Now that you've finished building the construct, it's time to test it out. Create an empty stack and add an instance of the IntegrationTests construct to it.

import * as cdk from '@aws-cdk/core';

import { IntegrationTests } from '../constructs/integrationTests';

export class TestStack extends cdk.Stack {
  constructor(scope: cdk.Construct, id: string, props: cdk.StackProps = {}) {
    super(scope, id, props);
    
    new IntegrationTests(this, `IntegrationTests`, {
      testEntry: require.resolve("./tests.ts"),
      timeout: cdk.Duration.seconds(5),
      properties: {
        Foo: "Bar"
      }
    });
  }
}

Creating some tests

The testEntry property that you passed into the IntegrationTests construct points to a file called tests.ts in the same directory as TestStack. Create that file and add the following code to it.

import {Test} from 'uvu';
import * as assert from 'uvu/assert';

interface TestContext {
    Foo: string;
}

export default (test: Test<TestContext>) => {
    test('First test', async (context) => {
        assert.equal(context.Foo, 'Bar', 'Foo should be Bar');
    });
};

This code adds a single test that makes sure the Foo property passed into IntegrationTests is equal to Bar.

Testing it

Everything is set up now, you can run npx cdk deploy from your project's root directory and it should deploy successfully.

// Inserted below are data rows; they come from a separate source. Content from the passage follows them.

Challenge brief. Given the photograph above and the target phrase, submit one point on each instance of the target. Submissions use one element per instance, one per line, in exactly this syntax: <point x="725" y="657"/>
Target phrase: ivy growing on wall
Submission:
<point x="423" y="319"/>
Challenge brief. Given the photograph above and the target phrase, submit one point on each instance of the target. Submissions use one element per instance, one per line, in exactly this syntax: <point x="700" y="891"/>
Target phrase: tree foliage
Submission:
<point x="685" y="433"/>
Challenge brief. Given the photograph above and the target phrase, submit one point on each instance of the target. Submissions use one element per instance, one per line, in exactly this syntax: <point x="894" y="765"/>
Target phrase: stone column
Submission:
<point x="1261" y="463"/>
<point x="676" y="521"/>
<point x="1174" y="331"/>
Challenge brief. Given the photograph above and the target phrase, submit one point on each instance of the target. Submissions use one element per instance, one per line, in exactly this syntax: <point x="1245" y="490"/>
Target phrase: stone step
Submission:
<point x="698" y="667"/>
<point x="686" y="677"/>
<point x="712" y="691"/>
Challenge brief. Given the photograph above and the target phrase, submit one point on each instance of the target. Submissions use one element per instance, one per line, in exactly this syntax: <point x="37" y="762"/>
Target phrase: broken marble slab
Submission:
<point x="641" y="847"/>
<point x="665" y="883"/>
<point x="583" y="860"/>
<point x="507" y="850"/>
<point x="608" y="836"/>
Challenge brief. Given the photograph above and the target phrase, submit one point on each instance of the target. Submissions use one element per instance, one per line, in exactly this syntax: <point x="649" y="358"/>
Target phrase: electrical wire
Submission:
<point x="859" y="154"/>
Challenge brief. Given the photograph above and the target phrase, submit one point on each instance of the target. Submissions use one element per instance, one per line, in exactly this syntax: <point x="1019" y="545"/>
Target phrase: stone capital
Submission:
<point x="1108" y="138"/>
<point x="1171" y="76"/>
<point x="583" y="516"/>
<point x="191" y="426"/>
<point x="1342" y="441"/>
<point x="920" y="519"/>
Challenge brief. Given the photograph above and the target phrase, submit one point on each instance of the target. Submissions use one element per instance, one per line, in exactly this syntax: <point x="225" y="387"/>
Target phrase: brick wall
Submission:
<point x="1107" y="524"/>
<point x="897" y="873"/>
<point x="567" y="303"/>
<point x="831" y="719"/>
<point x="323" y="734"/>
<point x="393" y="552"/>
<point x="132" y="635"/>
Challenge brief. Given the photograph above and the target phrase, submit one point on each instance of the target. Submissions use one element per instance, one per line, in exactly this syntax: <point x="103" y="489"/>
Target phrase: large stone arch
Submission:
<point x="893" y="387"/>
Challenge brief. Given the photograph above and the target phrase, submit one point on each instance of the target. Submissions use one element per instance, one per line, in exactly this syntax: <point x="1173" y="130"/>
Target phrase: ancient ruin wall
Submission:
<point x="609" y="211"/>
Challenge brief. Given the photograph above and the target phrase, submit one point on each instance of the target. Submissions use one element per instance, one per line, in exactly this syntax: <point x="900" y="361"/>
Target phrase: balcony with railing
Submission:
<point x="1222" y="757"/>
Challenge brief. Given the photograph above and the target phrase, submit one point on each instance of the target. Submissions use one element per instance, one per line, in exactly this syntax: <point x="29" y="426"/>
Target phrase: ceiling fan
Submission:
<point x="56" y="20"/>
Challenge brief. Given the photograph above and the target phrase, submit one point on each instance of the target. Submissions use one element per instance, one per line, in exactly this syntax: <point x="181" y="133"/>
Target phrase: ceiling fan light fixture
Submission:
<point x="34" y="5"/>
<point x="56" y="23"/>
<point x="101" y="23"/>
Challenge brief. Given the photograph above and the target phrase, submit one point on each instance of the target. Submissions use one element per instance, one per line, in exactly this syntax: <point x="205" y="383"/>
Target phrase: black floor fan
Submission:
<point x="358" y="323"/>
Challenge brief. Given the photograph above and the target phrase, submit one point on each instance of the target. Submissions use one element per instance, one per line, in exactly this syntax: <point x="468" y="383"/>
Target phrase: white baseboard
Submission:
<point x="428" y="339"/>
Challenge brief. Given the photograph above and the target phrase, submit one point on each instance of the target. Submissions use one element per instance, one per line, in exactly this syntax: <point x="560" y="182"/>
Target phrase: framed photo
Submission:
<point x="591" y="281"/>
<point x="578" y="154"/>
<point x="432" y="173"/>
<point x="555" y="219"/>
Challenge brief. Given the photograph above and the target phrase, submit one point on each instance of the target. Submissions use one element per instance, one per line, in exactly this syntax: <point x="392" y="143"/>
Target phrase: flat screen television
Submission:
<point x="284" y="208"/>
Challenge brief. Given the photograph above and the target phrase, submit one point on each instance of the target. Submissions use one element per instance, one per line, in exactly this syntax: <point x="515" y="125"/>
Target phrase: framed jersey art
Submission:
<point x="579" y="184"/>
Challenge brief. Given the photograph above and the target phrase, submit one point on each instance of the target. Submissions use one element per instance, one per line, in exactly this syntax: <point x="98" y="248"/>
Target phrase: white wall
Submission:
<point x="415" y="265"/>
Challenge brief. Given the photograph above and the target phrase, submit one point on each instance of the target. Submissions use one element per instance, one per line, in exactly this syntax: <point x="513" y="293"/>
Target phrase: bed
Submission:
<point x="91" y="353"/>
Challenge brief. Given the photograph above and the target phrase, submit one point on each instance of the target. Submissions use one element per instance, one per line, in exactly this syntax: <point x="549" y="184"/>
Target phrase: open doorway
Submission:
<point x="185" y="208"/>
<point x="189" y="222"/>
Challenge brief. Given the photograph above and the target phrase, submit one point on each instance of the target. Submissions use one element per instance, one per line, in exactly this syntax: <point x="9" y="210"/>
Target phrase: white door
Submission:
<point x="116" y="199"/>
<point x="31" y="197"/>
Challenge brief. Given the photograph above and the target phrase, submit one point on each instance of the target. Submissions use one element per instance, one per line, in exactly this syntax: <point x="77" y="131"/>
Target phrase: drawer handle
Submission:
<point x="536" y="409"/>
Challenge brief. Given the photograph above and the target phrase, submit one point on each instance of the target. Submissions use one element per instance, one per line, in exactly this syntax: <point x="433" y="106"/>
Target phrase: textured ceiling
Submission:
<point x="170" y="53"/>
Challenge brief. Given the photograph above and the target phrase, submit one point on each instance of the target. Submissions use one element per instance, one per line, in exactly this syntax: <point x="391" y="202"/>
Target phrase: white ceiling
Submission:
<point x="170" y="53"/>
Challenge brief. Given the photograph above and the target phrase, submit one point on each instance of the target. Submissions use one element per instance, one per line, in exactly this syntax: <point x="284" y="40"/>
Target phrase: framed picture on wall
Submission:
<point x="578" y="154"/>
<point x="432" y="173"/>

To validate that your tests will actually roll back the stack when they fail, change the Foo property that you passed into IntegrationTests from Bar to Fighters. Now deploy your stack again. This time it should fail, and if you open up the CloudFormation console you'll see a status of UPDATE_ROLLBACK_COMPLETE.

Screen Shot 2021-11-10 at 2.30.53 PM.png

Summary

In this tutorial you've seen how to create a lambda-backed custom resource, how to inject code into a lambda using esbuild, and how to roll back deployments by throwing an error inside a custom resource handler.